Was looking for some rotary switches the other day, and RS were about 20% more than CPC for the same make and part number. I dunno if they still give a rebate based on what you spend over a year - but for a small buyer like me it's no contest.
I was looking for a 12V 1.2AH SLA a few weeks back, Maplins about £30:00 and RS about £10:00, in the end I got one from Screwfix for a few pence less than £10:00
I emailed a query to Maplins and they assured me that they provided the best service possible. Bollocks!!!
I'm reminded of the series of youtube videos where a guy dissects one of Maplin's jumpstarters, and finds the 17Ah SLA battery is a padded out case around a 7Ah SLA battery.
Always: "Free postage for orders over 20 quid for account customers"
Offer: "Free postage (except for account customers with orders over 20 quid, who get it free anyway with no restrictions)"
In other words it's always free, they're just being clear which set of T&C the 'free' part operates under.
It is true that I only ended up at RS because of a single chip that I couldn't find at Onecall (ie Farnell+CPC). After years of being useless, Farnell's website is actually usable these days, while RS' is still ebay-style clunky. I almost never look there nowadays.
And Farnell will sell me 1-off the chip I wanted (though only in MSOP, which I'd rather not) while RS insist I buy 10. Sigh.

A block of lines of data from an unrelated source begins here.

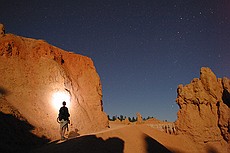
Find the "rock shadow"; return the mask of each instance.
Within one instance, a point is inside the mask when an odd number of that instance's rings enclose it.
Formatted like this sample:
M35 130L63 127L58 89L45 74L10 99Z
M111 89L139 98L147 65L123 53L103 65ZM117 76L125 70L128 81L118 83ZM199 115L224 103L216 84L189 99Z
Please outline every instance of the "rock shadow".
M148 135L145 136L145 142L147 153L172 153L165 146Z
M26 153L48 143L48 139L32 134L30 131L33 129L28 122L0 112L0 152Z
M219 152L213 147L208 147L207 153L219 153Z
M230 93L226 89L223 91L222 100L228 107L230 107Z
M112 137L107 140L95 135L81 136L59 143L55 141L31 153L123 153L124 141Z

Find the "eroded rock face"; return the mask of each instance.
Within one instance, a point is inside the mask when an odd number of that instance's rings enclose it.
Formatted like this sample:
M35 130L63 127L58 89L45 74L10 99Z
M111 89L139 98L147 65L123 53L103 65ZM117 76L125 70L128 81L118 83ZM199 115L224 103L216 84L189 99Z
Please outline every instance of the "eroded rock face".
M88 57L42 40L5 34L0 37L0 74L0 98L34 125L37 135L59 138L58 109L52 102L56 92L71 97L70 131L88 133L108 127L100 78Z
M179 85L180 109L176 126L180 133L191 135L196 142L229 143L230 79L217 79L209 68L201 68L200 78Z
M5 28L4 25L0 23L0 37L5 35Z

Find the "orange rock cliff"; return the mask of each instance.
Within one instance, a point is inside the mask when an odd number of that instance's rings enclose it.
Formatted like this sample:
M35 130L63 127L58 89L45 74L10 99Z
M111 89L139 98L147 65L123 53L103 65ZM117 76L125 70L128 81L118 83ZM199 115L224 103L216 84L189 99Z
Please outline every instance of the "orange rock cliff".
M176 126L198 143L230 143L230 79L201 68L200 78L179 85Z
M55 106L55 101L63 98L55 98L57 93L70 97L70 131L88 133L108 127L100 78L90 58L43 40L5 34L1 25L0 111L17 111L16 116L36 127L34 134L56 139L61 103Z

Dunno .. we normally buy an item or item's in excess of 20 quid and do compare RS with Farnell/CPC etc and quite a bit of the time they are competitive..
I've never considered buying from Maplin. When they want a tenner for some trivial small thing I can get elsewhere for 50p its not even worth a look. I'm not the impatient ill planned sort.
At one place they used to order from RS. Bit by bit we found everything was cheaper elsewhere. IIRC the upside with RS is the detailed specs that, at that time, werent readily available from other places. The net has wiped th at advantage out.
When I moved from a large mini-computer manufacturer to a small startup in the mid 1990's, we wanted an RS account like I'd got used to. Called up RS and a large bundle of forms arrived, wanting the director's salaries, last 3 years accounts, my inside leg measurement, etc.
Next day, a Farnell salesman knocked on the door and offered us a credit account there and then. I've no idea if that was pure coincidence or not, but I took that. We never got around to filling out the RS paperwork, and Farnell got many thousands from us by the time I left.
A few decades ago they were known as reject spares.
They used to over-paint the manufactures number and print their own on the top of ICs.
Scrape off the paint and you would find the original number. In a batch of "identical" RS part numbers you would find components from different manufacturers that sometimes had major differences in the specifications.
Really? Of all companies, they had a pretty good reputation for the goods they supplied - although not for value.
And?
But did they conform to the published RS spec? I've used many of those over the years and they've always done what they say on the tin. If you needed a tighter spec you'd go for the more expensive individual product rather than a generic.